Пробегаю глазами неровные невеселые строчки писем. Ее не может утешить мысль «чем глубже страданье, тем ближе к Богу». Она не знает ее. Мысленно вижу Марию Сергеевну – очень разную, в разные моменты жизни – великодушную и суровую, простую и хитрую, добрую и мудрую, некогда крепкую крестьянку, на плечах которых выдюжила-таки за черные, «советские» десятилетия наша земля. Вот она вместе с сыном, гордо, лукаво улыбающимся, потому что – на фоне нового, только что собственноручно построенного им сарая. Вот она возле стайки. Вот – за столом, как сама говорила, «головой больная» и уже придавленная горем утраты, в бийской квартире, называемой ею «избой». (Прилетела я к ней зимой, Москва – Барнаул – Бийск, поднялась с сумками на второй этаж девятиэтажного многоподъездного дома, нажала кнопку звонка. Дверь отворилась, и я услышала: «Ну прибыла, слава Богу. Давай заходи скорей, а то избу выстудишь».) Квартирка (теперь двухкомнатная, от исполкома) была ею превращена в музей памяти сына. По стенам – картины, фотографии, рисунки, и все – Вася, Вася, Вася. И вместе они или врозь, всегда были сообщающимися сосудами. Мать и Сын.

Последние письма ее очень мужественные и… интимные. В них много разного, порой горьких обид, которые я сегодня, пока живы участники тех событий, не могу обнародовать. Однако Мария Сергеевна, например, пишет: «…Я никому на сиротство свое не жалуюсь. И только вы, дорогие Ирина и Юра, вы Васю хорошо знаете и я как родным открыла свою душу… а другим никому не говорю, ниудобна…» «Ира, увидишь там Лиду, скажи пусть велит дитям письмецо написать бабке. Хотя бы два слова. Я им к празднику послала варежечки… А то люди спрашивают, внучки-то пишут? Говорю, пишут, а показать нечего…» «У меня от старых страданий сердце не очистилось. Думала, выращу детей, полегше будет, а оно вон какое несчастье настигло, всем горям горе. Все старые горя из головы вылетели, старые страданья заглушились. Рвет сердце неутишимая боль. Да вот думаю, не заслужил он этого, покойный дитенык мой…» – к концу этого письма почерк слабеет, уже чуть различим: «О себе написать забыла. Всю зиму болею, давление ведь не вылечивается… Носки вам отправила и думала одну карточку Васину положить… Мне бы маленько полегчало, я бы к Васи полетела, голубочку ясному, ну, загадывать не буду, не надеюся на себя… До свиданья, дорогия, будьте здоровы, с глубоким уважением, Мария С.».
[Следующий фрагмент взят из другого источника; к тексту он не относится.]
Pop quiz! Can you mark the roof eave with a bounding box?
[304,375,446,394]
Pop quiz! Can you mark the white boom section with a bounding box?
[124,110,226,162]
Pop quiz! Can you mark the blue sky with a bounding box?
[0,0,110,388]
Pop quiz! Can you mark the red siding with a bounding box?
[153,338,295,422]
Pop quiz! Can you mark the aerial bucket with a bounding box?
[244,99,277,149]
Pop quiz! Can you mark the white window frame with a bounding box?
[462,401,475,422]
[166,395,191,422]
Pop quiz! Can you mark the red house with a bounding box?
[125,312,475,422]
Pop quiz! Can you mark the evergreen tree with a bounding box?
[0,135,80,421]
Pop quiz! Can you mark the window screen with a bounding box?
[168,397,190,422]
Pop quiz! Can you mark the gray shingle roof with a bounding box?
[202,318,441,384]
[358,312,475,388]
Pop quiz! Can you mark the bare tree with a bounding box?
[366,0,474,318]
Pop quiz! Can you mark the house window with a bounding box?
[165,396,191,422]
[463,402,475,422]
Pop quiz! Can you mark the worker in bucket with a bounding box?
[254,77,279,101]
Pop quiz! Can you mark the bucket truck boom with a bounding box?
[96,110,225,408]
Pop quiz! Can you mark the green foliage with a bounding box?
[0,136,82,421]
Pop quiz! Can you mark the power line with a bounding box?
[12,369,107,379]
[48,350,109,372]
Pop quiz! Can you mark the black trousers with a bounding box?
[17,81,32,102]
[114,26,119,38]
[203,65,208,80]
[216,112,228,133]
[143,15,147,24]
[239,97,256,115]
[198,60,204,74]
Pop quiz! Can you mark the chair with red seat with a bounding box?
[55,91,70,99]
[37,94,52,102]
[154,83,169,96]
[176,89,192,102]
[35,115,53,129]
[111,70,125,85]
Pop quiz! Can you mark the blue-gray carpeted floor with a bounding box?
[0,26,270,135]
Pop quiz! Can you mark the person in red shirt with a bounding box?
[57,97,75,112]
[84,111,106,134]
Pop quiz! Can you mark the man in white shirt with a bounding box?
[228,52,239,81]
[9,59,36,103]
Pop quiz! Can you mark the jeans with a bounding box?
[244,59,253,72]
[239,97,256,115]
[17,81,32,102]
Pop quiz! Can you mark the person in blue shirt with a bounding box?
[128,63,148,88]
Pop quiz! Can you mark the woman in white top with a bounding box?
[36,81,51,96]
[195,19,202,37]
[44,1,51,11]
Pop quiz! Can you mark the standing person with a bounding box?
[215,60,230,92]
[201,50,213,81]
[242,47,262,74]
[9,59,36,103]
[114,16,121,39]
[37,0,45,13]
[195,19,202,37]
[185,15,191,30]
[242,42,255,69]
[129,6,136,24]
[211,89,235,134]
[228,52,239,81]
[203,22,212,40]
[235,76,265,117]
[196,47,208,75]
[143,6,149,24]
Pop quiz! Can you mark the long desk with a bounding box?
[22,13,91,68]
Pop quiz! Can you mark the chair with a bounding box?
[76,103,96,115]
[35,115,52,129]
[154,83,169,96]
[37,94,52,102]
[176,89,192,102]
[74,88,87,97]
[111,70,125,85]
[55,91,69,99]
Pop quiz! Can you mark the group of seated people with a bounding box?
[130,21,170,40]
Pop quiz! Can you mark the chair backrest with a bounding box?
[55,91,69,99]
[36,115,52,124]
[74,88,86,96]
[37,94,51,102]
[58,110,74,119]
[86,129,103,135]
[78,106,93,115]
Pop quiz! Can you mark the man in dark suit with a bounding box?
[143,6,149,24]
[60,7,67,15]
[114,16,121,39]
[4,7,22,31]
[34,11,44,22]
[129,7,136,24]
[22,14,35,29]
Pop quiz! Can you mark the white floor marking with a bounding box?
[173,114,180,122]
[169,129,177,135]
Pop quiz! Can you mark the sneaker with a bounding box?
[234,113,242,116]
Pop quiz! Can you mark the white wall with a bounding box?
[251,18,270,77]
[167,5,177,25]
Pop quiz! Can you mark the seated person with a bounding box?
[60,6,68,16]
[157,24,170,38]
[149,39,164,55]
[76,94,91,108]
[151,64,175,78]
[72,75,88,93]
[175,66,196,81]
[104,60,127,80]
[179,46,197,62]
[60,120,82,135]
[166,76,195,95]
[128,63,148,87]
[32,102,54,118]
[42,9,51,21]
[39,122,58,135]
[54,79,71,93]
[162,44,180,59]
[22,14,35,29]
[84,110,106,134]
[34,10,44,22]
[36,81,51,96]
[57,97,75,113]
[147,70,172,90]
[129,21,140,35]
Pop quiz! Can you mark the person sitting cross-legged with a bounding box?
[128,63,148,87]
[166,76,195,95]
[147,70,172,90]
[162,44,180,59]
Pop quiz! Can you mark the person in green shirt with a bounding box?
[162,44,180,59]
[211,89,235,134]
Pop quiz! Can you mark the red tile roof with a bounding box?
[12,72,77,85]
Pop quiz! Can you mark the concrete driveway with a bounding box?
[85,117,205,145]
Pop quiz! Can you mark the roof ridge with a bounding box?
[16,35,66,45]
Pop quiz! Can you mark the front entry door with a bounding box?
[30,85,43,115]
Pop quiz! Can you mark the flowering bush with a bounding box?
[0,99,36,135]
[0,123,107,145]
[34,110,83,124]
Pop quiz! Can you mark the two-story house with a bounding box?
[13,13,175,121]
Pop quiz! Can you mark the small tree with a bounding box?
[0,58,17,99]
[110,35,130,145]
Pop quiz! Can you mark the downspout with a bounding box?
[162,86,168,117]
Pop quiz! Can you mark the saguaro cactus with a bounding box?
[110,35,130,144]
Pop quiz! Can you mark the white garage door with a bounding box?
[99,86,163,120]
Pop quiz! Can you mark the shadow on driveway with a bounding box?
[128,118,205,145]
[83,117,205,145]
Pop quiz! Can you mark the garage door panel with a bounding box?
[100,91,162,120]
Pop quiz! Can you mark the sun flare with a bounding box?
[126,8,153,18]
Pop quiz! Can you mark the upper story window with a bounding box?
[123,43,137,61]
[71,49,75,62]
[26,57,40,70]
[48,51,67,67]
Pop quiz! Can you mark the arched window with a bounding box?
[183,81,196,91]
Потом она старательно надписывает конверт, привычным жестом поднимает на лоб, поверх платка, очки и идет к окну «глядеть погоду» (как испокон делают поутру крестьянки) и ждать внука или племянника, который заглядывает к ней порой – «чо ни то помочь».

…Помню, как-то летом, на съемках, в жарком, пыльном Бийске мы сидели с Васей на скамейке у гостиницы в ожидании машин, чтобы ехать вверх по Чуйскому. Каждый со своей группой, своей дорогой. Он снимал «Печки-лавочки», я, как сценарист останкинского «Экрана», автор сценария, с режиссером М. Рыбаковым – документальный фильм «Горный Алтай». Всю неделю Вася среди своей запарки и суеты выкраивал для нас время, помогал раздобыть для съемок грузовую машину. Сам ходил куда-то к секретарям во всесильный горком компартии, ходил в исполком – и, наконец, все уладил.

Солнце пекло наши обветренные лица, вдали блестел купол единственно невзорванного (большевиками) Божьего храма Пресвятой Троицы. Ветер скучно гонял бумажки по площади. Скорее хотелось уехать вверх по Чуйскому, вдоль быстротечной Катуни, на природу, на свежесть. Шукшин – до своих Сросток, мы – выше, до перевалов Семинский, Чегет-аман, Иня. «А ведь я мог теперь тут начальником быть, – вдруг задумчиво сказал он, покуривая. – Меня в юности комсомольским вожаком сделали. От района. Считай, почетно – выдвинули, назначили. Ну и возгордился, конечно. Распавлинился… А потом… испугался». – Взглянул на меня испытующе, наблюдая реакцию, помолчал. «Чего?» – все же спросила я. Он, глядя вдаль, ответил жестко, на щеке желвак дрогнул: «Испугался, что понравилось в президиуме сидеть. На сценах торчать… Вот ведь что». (Потом, в жизни, для нас с мужем эти слова стали почти семейным тестом. Например: «Что с него взять, он из президиума» и пр.)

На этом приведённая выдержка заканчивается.